Not that popular polling is always the best way to govern, but the current capacity of the Republican controlled federal government to ignore public opinion is amazing. For example, the Republican tax plan has a 26% approval rating [PR] 91% of Democrats, and perhaps more importantly, 61% of independent voters disapprove of the plan. 66% of Republicans approve of the plan, but we have to remember 37% of the American public identifies with the GOP. [HP]
While we’re remembering the horror at the Sandy Hook Elementary School five years ago (and not forgetting the massacre at the Las Vegas music concert) we know that 32% of Republicans, 83% of Democrats, and 62% of independents support stronger guns laws in this country. Overall support for stricter control of firearms stands at 60%. [PR]
The FCC decision to eliminate the net neutrality rules, some of which go back to the less than golden age of dial up, isn’t popular either. Polling found that 83% of registered voters disliked the idea, 75% of whom were Republican and 89% of Democrats. 86% of registered voters who were independent didn’t like the idea either. However, the FCC marched on with a 17% approval rating for its new “light touch” policy.
It seems that whenever the President* starts feeling the heat from Congressional, popular, or media sources he retreats to his anti-immigration rhetoric. The Wall seems either literally or metaphorically important to him, but it isn’t all that much in the eyes of the nation he’s supposed to be leading. 36% of registered voters support The Wall, while 62% oppose it. [PR] Voters were given three choices about Dreamers, stay and apply for citizenship, stay but not as citizens, or leave the country. The December Marist poll found 58% supporting the stay/citizenship option, 23% supported stay but not as citizens, and only 15% supported deportation. As of the week of December 6th the Quinnipiac Poll found 77% supporting the stay/citizenship application option, 7% supported the stay with no citizenship option, and only 12% supporting the deportation option.
It’s been a while since we’ve seen polling about Vladimir Putin, the other half of the Trump-Putin bromance. There was some polling done last Summer which might be instructive. Last July only 15% of Americans had a positive feeling about Putin, and as of late June 2017 approximately 50% of Americans felt the President* was too friendly with the Russian leader. [PR]
A person might think that a leader who isn’t stone deaf to public sentiment or stonewalling to protect his self image might want to consider how best to reach toward a broader audience, and to cultivate something more than a 32% approval rating. Apparently that consideration isn’t getting much traction in the current White House.

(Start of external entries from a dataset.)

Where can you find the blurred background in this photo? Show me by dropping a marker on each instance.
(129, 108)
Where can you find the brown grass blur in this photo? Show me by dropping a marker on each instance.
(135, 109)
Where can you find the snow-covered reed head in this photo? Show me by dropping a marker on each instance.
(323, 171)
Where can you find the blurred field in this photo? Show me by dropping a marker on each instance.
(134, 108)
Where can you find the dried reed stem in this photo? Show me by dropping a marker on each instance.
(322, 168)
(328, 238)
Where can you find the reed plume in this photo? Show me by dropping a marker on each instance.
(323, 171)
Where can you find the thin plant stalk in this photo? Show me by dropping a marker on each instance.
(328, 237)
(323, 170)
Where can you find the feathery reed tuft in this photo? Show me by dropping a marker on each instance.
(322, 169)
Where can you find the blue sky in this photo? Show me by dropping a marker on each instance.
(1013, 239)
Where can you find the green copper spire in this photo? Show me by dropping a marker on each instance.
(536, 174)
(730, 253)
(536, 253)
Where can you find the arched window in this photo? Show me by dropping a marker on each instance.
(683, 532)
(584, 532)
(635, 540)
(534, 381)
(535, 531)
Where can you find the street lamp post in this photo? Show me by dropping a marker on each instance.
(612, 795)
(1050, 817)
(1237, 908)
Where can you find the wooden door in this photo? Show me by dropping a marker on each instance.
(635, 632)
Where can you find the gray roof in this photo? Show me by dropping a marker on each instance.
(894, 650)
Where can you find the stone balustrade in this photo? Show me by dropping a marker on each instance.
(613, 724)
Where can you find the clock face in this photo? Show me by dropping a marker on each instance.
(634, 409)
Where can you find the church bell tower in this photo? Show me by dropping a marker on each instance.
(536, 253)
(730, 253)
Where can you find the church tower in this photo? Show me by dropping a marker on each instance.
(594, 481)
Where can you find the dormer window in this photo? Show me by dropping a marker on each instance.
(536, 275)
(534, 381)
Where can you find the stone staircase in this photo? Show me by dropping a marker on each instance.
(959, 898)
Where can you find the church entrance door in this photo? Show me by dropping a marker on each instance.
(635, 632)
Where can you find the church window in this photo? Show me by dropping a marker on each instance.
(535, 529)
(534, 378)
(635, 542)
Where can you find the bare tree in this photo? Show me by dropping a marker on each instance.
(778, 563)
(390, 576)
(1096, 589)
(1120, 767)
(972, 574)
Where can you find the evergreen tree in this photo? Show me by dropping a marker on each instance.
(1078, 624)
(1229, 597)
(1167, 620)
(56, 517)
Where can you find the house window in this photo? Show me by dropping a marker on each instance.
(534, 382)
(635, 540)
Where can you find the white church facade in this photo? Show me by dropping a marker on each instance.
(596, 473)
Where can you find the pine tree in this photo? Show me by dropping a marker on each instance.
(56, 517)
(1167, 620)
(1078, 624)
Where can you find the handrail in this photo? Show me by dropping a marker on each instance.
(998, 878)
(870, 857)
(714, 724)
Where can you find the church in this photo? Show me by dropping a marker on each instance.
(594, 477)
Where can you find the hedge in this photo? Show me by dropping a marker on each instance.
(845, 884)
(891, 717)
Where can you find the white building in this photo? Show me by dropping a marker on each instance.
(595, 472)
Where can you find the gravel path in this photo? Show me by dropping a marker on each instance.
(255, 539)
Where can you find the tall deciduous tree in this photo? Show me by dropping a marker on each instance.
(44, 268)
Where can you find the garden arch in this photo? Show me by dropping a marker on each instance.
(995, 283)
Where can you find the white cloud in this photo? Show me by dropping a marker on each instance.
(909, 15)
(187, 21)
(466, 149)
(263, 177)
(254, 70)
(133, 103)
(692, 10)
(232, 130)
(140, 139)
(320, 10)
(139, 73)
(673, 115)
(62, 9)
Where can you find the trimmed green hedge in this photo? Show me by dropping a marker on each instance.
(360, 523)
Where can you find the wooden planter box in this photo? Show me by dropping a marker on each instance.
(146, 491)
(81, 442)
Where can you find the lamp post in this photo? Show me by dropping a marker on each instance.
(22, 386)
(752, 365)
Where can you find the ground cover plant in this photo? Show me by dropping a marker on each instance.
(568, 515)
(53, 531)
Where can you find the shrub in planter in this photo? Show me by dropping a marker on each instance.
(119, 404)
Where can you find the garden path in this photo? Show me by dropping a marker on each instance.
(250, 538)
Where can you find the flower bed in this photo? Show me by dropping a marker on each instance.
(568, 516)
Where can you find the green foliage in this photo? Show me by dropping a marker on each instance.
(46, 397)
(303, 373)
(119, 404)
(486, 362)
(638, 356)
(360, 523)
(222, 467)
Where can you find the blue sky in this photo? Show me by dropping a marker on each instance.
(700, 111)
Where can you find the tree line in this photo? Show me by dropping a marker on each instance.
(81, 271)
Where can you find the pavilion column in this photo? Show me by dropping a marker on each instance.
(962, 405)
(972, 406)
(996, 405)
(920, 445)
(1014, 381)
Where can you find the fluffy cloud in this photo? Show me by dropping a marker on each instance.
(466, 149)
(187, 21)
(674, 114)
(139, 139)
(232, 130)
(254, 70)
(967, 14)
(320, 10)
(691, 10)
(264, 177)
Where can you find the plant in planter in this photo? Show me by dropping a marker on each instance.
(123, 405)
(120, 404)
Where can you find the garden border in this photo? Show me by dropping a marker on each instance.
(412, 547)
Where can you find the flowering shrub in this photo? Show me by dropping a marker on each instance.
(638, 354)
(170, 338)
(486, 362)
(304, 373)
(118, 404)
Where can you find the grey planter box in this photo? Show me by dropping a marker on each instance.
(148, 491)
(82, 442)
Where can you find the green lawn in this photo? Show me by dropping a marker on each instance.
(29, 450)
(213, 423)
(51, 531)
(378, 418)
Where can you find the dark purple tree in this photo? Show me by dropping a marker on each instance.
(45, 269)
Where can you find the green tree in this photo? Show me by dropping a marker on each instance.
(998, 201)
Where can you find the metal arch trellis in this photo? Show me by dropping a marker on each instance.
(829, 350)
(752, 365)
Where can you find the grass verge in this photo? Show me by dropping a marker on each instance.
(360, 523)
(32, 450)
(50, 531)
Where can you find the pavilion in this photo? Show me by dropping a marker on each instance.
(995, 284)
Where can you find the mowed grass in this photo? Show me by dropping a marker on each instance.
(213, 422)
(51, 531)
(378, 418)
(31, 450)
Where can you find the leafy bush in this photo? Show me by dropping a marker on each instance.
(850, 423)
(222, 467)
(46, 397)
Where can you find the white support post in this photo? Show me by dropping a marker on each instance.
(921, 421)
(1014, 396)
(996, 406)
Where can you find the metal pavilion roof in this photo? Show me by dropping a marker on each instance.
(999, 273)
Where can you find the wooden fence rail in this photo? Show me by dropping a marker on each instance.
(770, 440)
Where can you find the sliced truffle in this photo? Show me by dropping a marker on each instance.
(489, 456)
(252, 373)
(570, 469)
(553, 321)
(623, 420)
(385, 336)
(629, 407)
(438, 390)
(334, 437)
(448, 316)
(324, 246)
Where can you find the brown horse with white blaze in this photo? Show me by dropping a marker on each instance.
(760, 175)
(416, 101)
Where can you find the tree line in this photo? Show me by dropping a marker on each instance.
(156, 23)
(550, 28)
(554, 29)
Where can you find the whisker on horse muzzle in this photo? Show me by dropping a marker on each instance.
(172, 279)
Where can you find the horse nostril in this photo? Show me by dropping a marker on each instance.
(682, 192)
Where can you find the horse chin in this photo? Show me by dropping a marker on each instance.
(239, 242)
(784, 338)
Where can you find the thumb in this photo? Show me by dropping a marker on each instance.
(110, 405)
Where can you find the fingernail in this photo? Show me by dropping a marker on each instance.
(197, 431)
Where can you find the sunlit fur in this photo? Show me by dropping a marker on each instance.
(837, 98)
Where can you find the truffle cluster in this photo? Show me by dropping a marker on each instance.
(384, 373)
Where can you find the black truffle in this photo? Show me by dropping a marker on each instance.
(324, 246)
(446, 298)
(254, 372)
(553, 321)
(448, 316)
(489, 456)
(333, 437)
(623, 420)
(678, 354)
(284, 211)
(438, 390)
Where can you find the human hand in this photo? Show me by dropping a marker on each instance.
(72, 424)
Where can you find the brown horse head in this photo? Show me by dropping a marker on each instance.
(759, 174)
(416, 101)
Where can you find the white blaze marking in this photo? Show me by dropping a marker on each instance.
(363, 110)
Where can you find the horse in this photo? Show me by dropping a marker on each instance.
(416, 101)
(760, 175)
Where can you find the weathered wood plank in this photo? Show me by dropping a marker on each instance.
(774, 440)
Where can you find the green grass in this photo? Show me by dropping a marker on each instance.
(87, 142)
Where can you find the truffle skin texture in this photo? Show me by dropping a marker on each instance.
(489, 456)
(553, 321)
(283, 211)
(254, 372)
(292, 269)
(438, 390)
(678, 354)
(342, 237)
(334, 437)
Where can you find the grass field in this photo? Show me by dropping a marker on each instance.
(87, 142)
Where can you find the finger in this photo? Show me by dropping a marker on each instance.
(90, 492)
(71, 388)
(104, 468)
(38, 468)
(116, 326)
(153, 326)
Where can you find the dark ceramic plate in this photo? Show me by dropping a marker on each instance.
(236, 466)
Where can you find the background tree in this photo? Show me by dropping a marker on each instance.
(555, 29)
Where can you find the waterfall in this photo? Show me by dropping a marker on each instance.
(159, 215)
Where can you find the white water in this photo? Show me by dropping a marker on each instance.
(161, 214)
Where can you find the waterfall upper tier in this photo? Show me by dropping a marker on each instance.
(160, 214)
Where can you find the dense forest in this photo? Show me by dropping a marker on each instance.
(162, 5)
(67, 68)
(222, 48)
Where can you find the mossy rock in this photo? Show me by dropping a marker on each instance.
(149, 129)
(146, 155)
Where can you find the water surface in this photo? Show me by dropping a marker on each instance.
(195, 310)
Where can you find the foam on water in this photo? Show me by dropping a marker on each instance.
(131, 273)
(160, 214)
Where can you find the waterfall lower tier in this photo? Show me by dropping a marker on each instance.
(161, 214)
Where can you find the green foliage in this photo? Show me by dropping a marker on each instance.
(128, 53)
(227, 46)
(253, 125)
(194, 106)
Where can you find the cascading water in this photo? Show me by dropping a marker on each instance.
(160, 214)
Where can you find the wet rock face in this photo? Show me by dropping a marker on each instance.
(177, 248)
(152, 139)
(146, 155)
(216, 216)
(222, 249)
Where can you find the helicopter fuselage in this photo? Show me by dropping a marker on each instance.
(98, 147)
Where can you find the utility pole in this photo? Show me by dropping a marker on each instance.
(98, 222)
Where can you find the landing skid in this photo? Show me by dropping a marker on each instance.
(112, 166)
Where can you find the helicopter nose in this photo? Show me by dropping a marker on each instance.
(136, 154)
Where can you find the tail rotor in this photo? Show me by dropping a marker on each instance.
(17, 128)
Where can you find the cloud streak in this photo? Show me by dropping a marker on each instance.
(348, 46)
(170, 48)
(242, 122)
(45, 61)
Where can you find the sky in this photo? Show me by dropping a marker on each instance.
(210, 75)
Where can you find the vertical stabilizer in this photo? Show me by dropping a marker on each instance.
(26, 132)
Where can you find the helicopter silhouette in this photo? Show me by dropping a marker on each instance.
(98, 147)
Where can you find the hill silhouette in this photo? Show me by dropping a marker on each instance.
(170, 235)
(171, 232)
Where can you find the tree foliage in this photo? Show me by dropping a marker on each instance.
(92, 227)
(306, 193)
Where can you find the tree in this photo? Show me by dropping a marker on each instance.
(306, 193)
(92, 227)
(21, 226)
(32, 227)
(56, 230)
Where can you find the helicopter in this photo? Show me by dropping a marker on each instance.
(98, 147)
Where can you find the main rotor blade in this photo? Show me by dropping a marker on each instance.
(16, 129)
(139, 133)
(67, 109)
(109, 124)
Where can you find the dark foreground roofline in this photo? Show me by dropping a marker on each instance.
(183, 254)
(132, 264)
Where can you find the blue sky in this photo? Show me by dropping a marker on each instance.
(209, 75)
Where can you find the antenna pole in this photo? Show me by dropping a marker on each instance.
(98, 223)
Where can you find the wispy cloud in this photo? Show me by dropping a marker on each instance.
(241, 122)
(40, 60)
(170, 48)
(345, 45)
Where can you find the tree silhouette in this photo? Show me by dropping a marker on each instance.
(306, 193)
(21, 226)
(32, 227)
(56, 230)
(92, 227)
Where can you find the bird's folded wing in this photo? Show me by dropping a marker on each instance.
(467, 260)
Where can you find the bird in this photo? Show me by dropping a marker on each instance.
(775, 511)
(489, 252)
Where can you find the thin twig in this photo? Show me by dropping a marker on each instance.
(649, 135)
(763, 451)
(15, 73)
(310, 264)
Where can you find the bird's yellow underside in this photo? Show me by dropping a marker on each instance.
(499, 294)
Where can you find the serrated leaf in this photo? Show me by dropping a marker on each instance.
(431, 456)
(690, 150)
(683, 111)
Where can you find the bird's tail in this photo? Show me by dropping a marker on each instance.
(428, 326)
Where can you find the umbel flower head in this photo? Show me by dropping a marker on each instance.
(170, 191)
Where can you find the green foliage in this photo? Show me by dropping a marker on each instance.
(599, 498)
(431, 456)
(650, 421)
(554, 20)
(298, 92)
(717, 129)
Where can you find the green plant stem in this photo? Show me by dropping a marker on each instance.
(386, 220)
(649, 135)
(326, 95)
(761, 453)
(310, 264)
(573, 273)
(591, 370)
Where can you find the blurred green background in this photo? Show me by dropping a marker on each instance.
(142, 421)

Nor does it seem like the first session of the 115th Congress is paying much attention either. In fact, it looks like the GOP is doing the drafting of the Democratic Platform for 2018 — Net Neutrality, DACA, common sense gun regulation, immigration reform, and real tax reform for working Americans. The 32% President and his 37% party are perhaps doing the best they can to elevate the Democratic Party in the mid term elections?